Contacté au moment des faits, le Comité responsable du ravivage de la flamme nous disait « partager la consternation face au geste insultant pour tous les soldats d’hier et d’aujourd’hui, pour tous ceux qui sont tombés pour que vive la France », mais reconnaître qu’il s’agissait « d’un geste rarissime ». Et qui a donc eu des précédents. Jean-Yves Le Naour nous éclaire :

« En 1927, un crachat retrouvé sur la dalle de granit – attribué aux communistes par la droite – a suscité de grandes manifestations réparatrices. En 1958, un provocateur vient y faire cuire un œuf, un geste dadaïste, mais le pauvre soldat inconnu a aussi subi l’attaque de sa flamme avec un extincteur ou encore l’urine d’un supporter mexicain imbibé, lors de la Coupe du monde de 1998. » À chaque fois, les réactions sont épidermiques et sévères.

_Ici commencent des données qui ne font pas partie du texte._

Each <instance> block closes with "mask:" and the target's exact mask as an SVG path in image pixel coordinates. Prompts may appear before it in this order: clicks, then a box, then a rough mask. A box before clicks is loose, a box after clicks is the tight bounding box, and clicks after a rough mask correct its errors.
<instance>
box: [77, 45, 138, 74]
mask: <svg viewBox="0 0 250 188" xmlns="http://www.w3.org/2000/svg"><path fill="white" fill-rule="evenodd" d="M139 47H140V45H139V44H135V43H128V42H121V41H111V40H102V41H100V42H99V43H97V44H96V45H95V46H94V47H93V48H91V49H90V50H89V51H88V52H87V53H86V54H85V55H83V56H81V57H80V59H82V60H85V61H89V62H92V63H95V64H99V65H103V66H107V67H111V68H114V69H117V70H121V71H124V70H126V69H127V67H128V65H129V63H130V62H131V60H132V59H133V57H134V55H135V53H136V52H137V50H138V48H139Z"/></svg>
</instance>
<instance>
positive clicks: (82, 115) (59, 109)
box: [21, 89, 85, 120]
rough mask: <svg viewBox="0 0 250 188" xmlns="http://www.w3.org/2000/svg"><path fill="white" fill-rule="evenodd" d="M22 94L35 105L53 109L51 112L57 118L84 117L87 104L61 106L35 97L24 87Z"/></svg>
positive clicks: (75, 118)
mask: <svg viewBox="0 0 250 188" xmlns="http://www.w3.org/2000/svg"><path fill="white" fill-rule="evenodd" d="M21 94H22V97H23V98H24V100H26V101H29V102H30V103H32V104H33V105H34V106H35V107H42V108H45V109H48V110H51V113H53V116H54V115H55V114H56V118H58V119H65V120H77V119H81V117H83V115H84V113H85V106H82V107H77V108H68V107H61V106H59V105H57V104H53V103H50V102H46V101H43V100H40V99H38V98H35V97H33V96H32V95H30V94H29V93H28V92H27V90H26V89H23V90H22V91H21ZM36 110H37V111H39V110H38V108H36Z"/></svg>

« La tombe du Soldat inconnu n’est pas n’importe laquelle. Elle est l’autel de la nation. Elle représente une sorte de sacré patriotique », reprend l’historien. Si l’homme qui a allumé sa cigarette a été poursuivi pour violation et profanation de sépulture, il a en réalité commis un « sacrilège », souligne Jean-Yves Le Naour : « Pas tout à fait envers cette pauvre victime de la Guerre 14-18, mais envers la nation française, dont la flamme ravivée chaque jour symbolise ses souffrances et sa résilience. Nous sommes dans le symbole, bien entendu… Mais une nation ne repose-t-elle pas aussi (et surtout ?)  sur des mythes et des symboles ? »

Récupération politique ? 

Pour l’historien, la question de la récupération politique de la part d’un ministre ancré à droite ne se pose pas : « Il est de l’intérêt de Bruno Retailleau de monter sur ses grands chevaux, lui qui défend justement une vision nationale, qui n’est pas la plus ouverte. Le délinquant en question est de plus un étranger. Mais, la répression, en l’occurrence le sursis, est une peine moins sévère que celle qui a concerné l’homme qui a fait cuire un œuf en 1958 : prison ferme ! » Autre temps, autres mœurs… 

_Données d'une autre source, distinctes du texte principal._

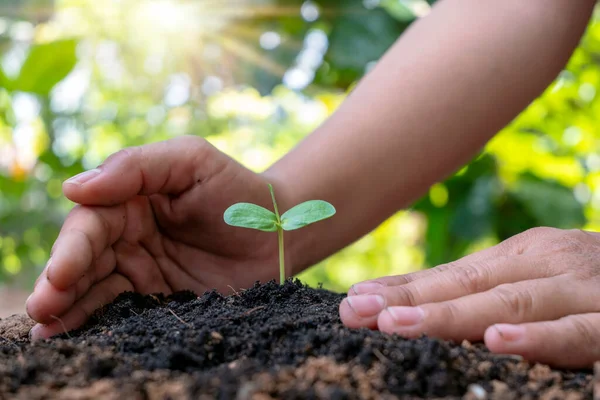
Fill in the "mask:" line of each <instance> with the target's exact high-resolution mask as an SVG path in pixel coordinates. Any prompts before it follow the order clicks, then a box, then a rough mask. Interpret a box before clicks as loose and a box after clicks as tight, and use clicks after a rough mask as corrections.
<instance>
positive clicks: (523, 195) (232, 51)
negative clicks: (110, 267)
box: [0, 0, 600, 290]
mask: <svg viewBox="0 0 600 400" xmlns="http://www.w3.org/2000/svg"><path fill="white" fill-rule="evenodd" d="M430 3H433V2H426V1H424V0H380V1H379V0H365V1H354V0H338V1H334V0H322V1H319V2H316V1H305V2H301V1H297V0H277V1H275V0H272V1H269V0H262V1H258V0H257V1H247V2H233V1H231V2H230V1H220V2H209V1H195V2H192V1H174V0H173V1H170V0H156V1H142V0H122V1H119V2H100V1H92V0H56V1H49V0H4V1H3V2H2V3H1V4H0V280H4V281H11V282H13V283H15V284H17V283H20V284H23V285H30V284H31V282H32V278H33V277H34V276H35V275H37V273H38V272H39V269H40V268H41V267H42V266H43V264H44V263H45V261H46V259H47V257H48V253H49V250H50V247H51V245H52V243H53V241H54V239H55V238H56V235H57V234H58V230H59V229H60V226H61V224H62V221H63V219H64V217H65V215H66V213H67V212H68V210H69V209H70V207H71V204H69V203H68V202H67V201H66V200H65V199H64V198H63V197H62V194H61V183H62V181H63V180H64V179H66V178H68V177H70V176H72V175H74V174H76V173H78V172H80V171H82V170H84V169H88V168H93V167H94V166H96V165H97V164H98V163H100V162H101V161H102V160H103V159H104V158H105V157H106V156H108V155H109V154H111V153H112V152H115V151H117V150H119V149H121V148H123V147H125V146H132V145H139V144H143V143H148V142H151V141H157V140H164V139H168V138H170V137H173V136H177V135H181V134H195V135H200V136H203V137H206V138H207V139H208V140H209V141H211V142H212V143H213V144H215V145H216V146H217V147H218V148H220V149H221V150H223V151H225V152H226V153H227V154H229V155H231V156H233V157H234V158H236V159H237V160H239V161H240V162H242V163H243V164H244V165H246V166H248V167H249V168H251V169H253V170H256V171H260V170H262V169H264V168H266V167H267V166H268V165H269V164H270V163H272V162H273V161H275V160H276V159H277V158H279V157H281V156H282V155H283V154H285V153H286V152H287V151H288V150H289V149H290V148H292V147H293V146H294V145H295V144H296V143H297V142H298V141H299V140H300V139H301V138H303V137H304V136H305V135H307V134H308V133H310V132H311V130H313V129H314V128H315V127H316V126H318V124H319V123H321V122H322V121H323V120H324V119H325V118H327V116H328V115H330V114H331V113H332V112H333V111H334V110H335V108H336V107H337V106H338V105H339V104H340V102H341V101H342V100H343V98H344V96H345V92H346V91H347V90H348V88H349V87H350V86H351V85H352V84H353V83H354V82H356V80H357V79H359V78H360V77H361V76H362V75H363V74H364V73H365V72H366V71H368V70H369V69H370V68H371V67H372V65H373V63H374V62H376V61H377V59H378V58H379V57H380V56H381V54H383V52H385V50H386V49H387V48H388V47H389V46H390V45H391V44H392V43H393V42H394V41H395V40H396V39H397V37H398V36H400V35H401V33H402V32H403V30H404V29H406V27H407V26H408V25H409V24H410V23H411V22H412V21H414V20H415V19H416V18H418V17H419V16H422V15H425V14H426V13H427V12H428V10H429V9H430ZM599 60H600V20H598V19H597V18H595V19H594V21H593V22H592V24H591V25H590V28H589V31H588V33H587V34H586V36H585V39H584V40H583V41H582V44H581V46H580V47H579V48H578V50H577V52H576V53H575V55H574V57H573V58H572V60H571V62H570V63H569V66H568V68H567V70H566V71H565V72H563V73H562V74H561V75H560V76H559V77H558V78H557V80H556V82H555V83H554V84H553V85H552V86H551V87H550V88H549V89H548V90H547V91H546V92H545V94H544V95H543V96H542V97H541V98H540V99H538V100H536V101H535V102H534V103H533V104H532V105H531V106H530V107H529V108H528V109H527V110H526V111H525V112H523V113H522V115H521V116H520V117H519V118H517V119H516V120H515V121H514V122H513V123H512V124H511V125H510V126H509V127H507V128H506V129H504V130H503V132H501V133H500V135H498V136H497V137H496V138H495V139H494V140H493V141H492V142H491V143H490V144H489V145H488V146H487V148H486V150H485V152H483V153H482V154H481V155H480V156H479V157H477V158H476V159H475V160H474V161H473V162H471V163H470V164H469V165H468V166H467V167H465V168H463V169H461V170H460V171H458V172H457V173H456V174H455V175H454V176H452V177H451V178H449V179H447V180H446V181H445V182H440V183H438V184H436V185H434V186H433V187H432V188H431V190H430V192H429V194H428V195H427V196H425V197H423V198H422V199H421V200H420V201H419V202H418V203H417V204H415V205H414V207H413V208H411V209H410V210H407V211H402V212H399V213H398V214H397V215H395V216H394V217H392V218H391V219H389V220H388V221H386V222H385V223H384V224H382V225H381V226H380V227H379V228H378V229H377V230H376V231H374V232H373V233H371V234H369V235H367V236H365V237H364V238H363V239H361V240H359V241H358V242H357V243H355V244H354V245H352V246H350V247H349V248H347V249H345V250H343V251H341V252H340V253H338V254H336V255H335V256H333V257H331V258H329V259H328V260H326V261H324V262H323V263H321V264H320V265H319V266H317V267H315V268H313V269H311V270H309V271H307V272H305V273H303V274H302V276H301V278H302V279H305V280H307V281H308V282H310V283H312V284H317V283H318V282H323V283H324V285H325V287H328V288H331V289H335V290H345V289H347V287H348V286H349V285H350V284H351V283H354V282H355V281H357V280H361V279H367V278H371V277H375V276H380V275H387V274H398V273H405V272H409V271H414V270H417V269H420V268H423V267H430V266H434V265H437V264H439V263H443V262H447V261H450V260H453V259H456V258H458V257H460V256H462V255H464V254H466V253H469V252H472V251H475V250H478V249H481V248H483V247H486V246H489V245H493V244H494V243H497V242H498V241H500V240H503V239H505V238H507V237H509V236H511V235H513V234H515V233H518V232H521V231H523V230H525V229H527V228H530V227H533V226H538V225H546V226H556V227H563V228H570V227H584V228H589V229H600V155H599V154H600V151H599V150H600V101H599V100H598V96H597V91H598V89H600V61H599ZM490 96H493V93H490ZM432 162H435V160H432Z"/></svg>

Les discours sont fermes, la justice, elle, relativise. « Nous sommes sur un terrain légal qui relève aussi du moral, pose Jean-Yves Le Naour. Peu importe ce que dit le ministre, ce qui compte, c’est l’État de droit et la décision judiciaire. Et l’on voit bien que la justice n’a pas la main trop lourde. Quelque chose de choquant a été réparé. »

Depuis les faits et leur issue judiciaire, pas de nouvelle du ministre de l’Intérieur, qui avait annoncé qu’il allait lui retirer son titre de séjour.